この句は、「俳句」11月号に載っていたものです。
作者は結社「あすか」の主宰。
私のような初心のものが、よその主宰の方の句を
鑑賞しようなど、恐れ多いことこの上ないのですが、
今、心に掛かっていることにあまりにもぴったりだったので、
失礼を承知で取り上げさせていただきました。
“鑑賞”ではなく“感想(妄想?!)”ということで、、、

季節は初秋。
暑さも少し和らぎ、時折吹いてくる風は、ほのかに
涼味を帯びている。
そんな昼下がり、時代を経た日本家屋の書庫で
一冊の和綴じの冊子(もちろん古びている)を見付ける。

IMG_5596.jpg

裏を返すと亡き父の名。
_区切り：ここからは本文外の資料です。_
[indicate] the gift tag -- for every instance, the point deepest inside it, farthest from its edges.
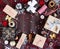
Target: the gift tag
(10, 11)
(53, 24)
(39, 41)
(21, 40)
頁をめくっていると、
父の人となり、来し方、共に過ごした日々の
あれこれなどが思い起こされる。
静かに流れる時間(とき)、、、、
そんな情景が浮かんでくる一句です。
激しさやじめじめした湿っぽさは感じられない。
“白露”という季語と、それに付けられている
“かな”から、かすかに感情の揺らぎが汲み取れるのみ。
それなのに、亡き人を偲んでいる様子や
その思いまでもが、なぜかしみじみと伝わってきます。

RIMG0031.jpg

思いの丈をストレートに吐露したものより
物や自然に託してさり気なく表現した者の方が
思いの深さやものの憐れというようなものを、
より細やかに、心に沁みるように伝えてくれるという
ことかもしれません。

そんな句に心魅かれ、いつの日か自分もそんな句を
作れるようになりたい、そう思うこの頃です。